Do not misunderstand me. I prayed that as many congregations as possible would choose to stay with The Episcopal Church. But, although Bishop Price won’t say it—he may not believe it—I will: there are some congregations (and certainly many, many clergy) that our diocese is better off without.
The insurgency within The Episcopal Church is driven by priests and bishops. There are laypeople as militant as the worst of the clergy, but many ordinary parishioners are along for the ride. They want to continue worshiping where they have for years, and, when extremist priests lead their congregations, they go along with the new leadership, they become radicalized, or they leave. I had hoped that, when we experienced “realignment” last year, more of the going-along laypeople would have suddenly thought better of it and fought for their parishes. Clergy, even clergy who are not well liked, have a strong hold on their congregations, however, and the hoped for defections were fewer than I might have expected. At least one priest even stayed with his realigning congregation rather than leave it leaderless. In one closely divided congregation that realigned, Episcopalians drifted off to other congregations awaiting the day when they would be allowed to return from exile.
No doubt, there are congregations that now or at some future time could be re-incorporated into the Episcopal Diocese of Pittsburgh without destabilizing the recovering diocese. All things being equal, their potential for rehabilitation will decrease over time. Other congregations can never be. The same can be said of individual clergy, some of whom are guilty of much more serious infractions than simply walking away with property and parishioners. They should never be taken back under any circumstances.

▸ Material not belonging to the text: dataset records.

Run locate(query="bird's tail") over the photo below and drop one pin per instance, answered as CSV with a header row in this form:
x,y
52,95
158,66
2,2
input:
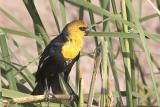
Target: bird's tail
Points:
x,y
40,88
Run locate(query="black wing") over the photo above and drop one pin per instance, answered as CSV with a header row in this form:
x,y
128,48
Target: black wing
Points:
x,y
51,60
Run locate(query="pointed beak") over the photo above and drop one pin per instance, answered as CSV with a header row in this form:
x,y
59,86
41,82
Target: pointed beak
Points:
x,y
88,29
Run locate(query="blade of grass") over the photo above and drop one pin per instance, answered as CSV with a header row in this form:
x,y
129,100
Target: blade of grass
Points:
x,y
100,11
1,97
54,12
14,20
21,34
6,58
147,52
63,13
126,58
94,76
38,26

What if a realigned congregation sought to rejoin the diocese and did so with its rector? What should the diocese do? Clearly, the answer depends on the circumstances. It would seem suicidal on the part of the diocese to readmit a congregation with the same priest in place that had preached against The Episcopal Church and goaded parishioners into leaving the diocese for the Southern Cone. If everyone comes back, what should be done with the priest? One can imagine a situation in which, if one accepts my suggestion that extremist priests must be separated from their congregations, the diocese could have, on one hand, leaderless parishes, and, on the other, unemployable clergy. I don’t know how to handle this situation short of creating Episcopal re-education camps for clergy.
Perhaps these musings are what have sometimes been called baroque worries. The situations about which I have serious concerns seem improbable. Who knows what will happen, however, if the Anglican Church in North America collapses, diocesan assets are handed over to the Episcopal Diocese of Pittsburgh, and the diocese begins claiming parish property? Our new provisional bishop and other diocesan leaders should think twice before erecting the “The Episcopal Church Welcomes You” sign without any fine print.